Apple Liquid Glass Tinted Option: Customization Returns to iOS 26 and macOS 26
Apple’s latest update introduces the Liquid Glass Tinted option, giving users control over how their interface appears across iOS 26, iPadOS 26, and macOS 26. This small but meaningful change highlights a growing theme in Apple’s design approach—combining innovation with adaptability.
Revisiting Liquid Glass: A Bold Redesign Meets User Feedback
The Liquid Glass interface marked Apple’s biggest visual overhaul since its move from skeuomorphic to flat design in 2013. The new transparent aesthetic, first released with iOS 26, modernized the experience—but it also divided opinion.
While many praised its refined, glass-like finish, others found the transparency made interface elements harder to read, particularly in apps such as Apple Music and through notifications. Apple’s response: give users a choice.
The new Liquid Glass Tinted option increases opacity, improving readability without losing the design’s modern look. It’s a pragmatic response that acknowledges user feedback while preserving Apple’s design vision.

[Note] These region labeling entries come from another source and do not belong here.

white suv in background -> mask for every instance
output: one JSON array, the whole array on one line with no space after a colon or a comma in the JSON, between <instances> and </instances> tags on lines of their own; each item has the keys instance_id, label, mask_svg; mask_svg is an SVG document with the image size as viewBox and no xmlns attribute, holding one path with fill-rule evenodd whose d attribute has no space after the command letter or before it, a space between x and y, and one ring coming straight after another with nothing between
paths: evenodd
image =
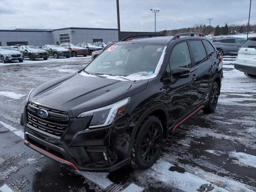
<instances>
[{"instance_id":1,"label":"white suv in background","mask_svg":"<svg viewBox=\"0 0 256 192\"><path fill-rule=\"evenodd\" d=\"M243 44L234 66L248 77L256 78L256 37L248 38Z\"/></svg>"}]
</instances>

Balancing Control and Simplicity
Apple’s latest beta update introduces a two-level control—Clear or Tinted—accessible via the “Display & Brightness” menu on iOS and iPadOS, and under “Appearance” in macOS System Settings. Rather than adding a slider for fine-tuning opacity, Apple chose simplicity.
Developers who already implemented Liquid Glass in their apps will automatically inherit the user’s preferred setting, ensuring consistency across both Apple and third-party experiences. The new customization appears in version 26.1 betas for iPhone, iPad, and Mac, with wider availability expected soon.

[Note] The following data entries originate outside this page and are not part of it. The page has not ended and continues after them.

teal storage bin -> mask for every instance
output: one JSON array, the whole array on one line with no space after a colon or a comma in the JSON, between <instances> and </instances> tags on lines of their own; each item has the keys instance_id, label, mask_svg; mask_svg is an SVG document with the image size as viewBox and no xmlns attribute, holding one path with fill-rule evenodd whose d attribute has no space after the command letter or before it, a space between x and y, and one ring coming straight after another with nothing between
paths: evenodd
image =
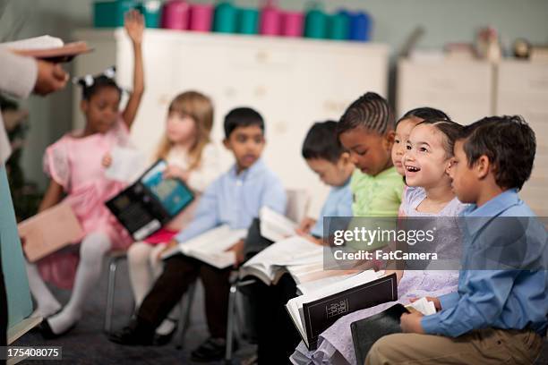
<instances>
[{"instance_id":1,"label":"teal storage bin","mask_svg":"<svg viewBox=\"0 0 548 365\"><path fill-rule=\"evenodd\" d=\"M213 31L235 33L237 30L238 9L229 2L222 2L215 8Z\"/></svg>"},{"instance_id":2,"label":"teal storage bin","mask_svg":"<svg viewBox=\"0 0 548 365\"><path fill-rule=\"evenodd\" d=\"M124 14L139 3L134 0L104 1L93 4L93 26L95 28L124 27Z\"/></svg>"},{"instance_id":3,"label":"teal storage bin","mask_svg":"<svg viewBox=\"0 0 548 365\"><path fill-rule=\"evenodd\" d=\"M238 18L238 33L257 34L259 32L259 11L257 9L240 9Z\"/></svg>"},{"instance_id":4,"label":"teal storage bin","mask_svg":"<svg viewBox=\"0 0 548 365\"><path fill-rule=\"evenodd\" d=\"M346 12L338 12L330 16L328 38L347 40L350 37L350 17Z\"/></svg>"},{"instance_id":5,"label":"teal storage bin","mask_svg":"<svg viewBox=\"0 0 548 365\"><path fill-rule=\"evenodd\" d=\"M162 19L162 2L160 0L142 0L137 9L144 16L147 28L159 28Z\"/></svg>"},{"instance_id":6,"label":"teal storage bin","mask_svg":"<svg viewBox=\"0 0 548 365\"><path fill-rule=\"evenodd\" d=\"M319 7L311 9L306 13L304 21L304 37L322 39L327 37L328 16Z\"/></svg>"}]
</instances>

This streamlined toggle underlines Apple’s ongoing effort to offer personalization without complicating its user interface—a careful balance between minimalism and control.
A Familiar Playbook of Adaptability
This isn’t the first time Apple has adjusted a design decision based on user sentiment. When Safari’s address bar moved to the bottom of the screen in 2021, initial backlash prompted Apple to reintroduce an option to revert it to the top.

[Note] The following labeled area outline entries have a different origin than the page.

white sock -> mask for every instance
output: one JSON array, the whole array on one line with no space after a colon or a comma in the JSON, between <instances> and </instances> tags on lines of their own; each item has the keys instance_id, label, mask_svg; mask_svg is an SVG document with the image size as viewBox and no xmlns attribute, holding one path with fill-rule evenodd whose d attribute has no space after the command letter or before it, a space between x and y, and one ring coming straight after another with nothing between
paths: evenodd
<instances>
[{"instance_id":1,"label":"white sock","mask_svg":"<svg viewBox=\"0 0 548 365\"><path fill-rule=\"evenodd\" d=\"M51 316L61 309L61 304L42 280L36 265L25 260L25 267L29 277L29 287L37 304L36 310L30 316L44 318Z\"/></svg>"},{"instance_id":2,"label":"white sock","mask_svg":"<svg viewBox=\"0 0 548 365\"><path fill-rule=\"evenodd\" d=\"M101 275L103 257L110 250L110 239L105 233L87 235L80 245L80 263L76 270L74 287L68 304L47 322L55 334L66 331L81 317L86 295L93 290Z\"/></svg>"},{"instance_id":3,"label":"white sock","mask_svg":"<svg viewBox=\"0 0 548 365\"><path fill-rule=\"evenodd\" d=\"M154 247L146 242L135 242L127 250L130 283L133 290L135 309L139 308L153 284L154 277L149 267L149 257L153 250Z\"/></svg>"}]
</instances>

The Liquid Glass Tinted option follows the same principle: maintain innovation, but give users room to adapt. It reflects Apple’s acknowledgment that usability and comfort matter as much as visual innovation.
User Experience as a Two-Way Dialogue
The update also reveals a more collaborative design philosophy. By offering customization early in the product cycle, Apple signals an intent to integrate user feedback into its design ecosystem faster than before.
This evolution suggests that future Apple software may lean more toward configurable visual systems—where aesthetics remain cutting-edge, but flexibility becomes an expectation rather than an afterthought.
As interface design becomes more adaptive, will future users expect every visual element to be customizable by default?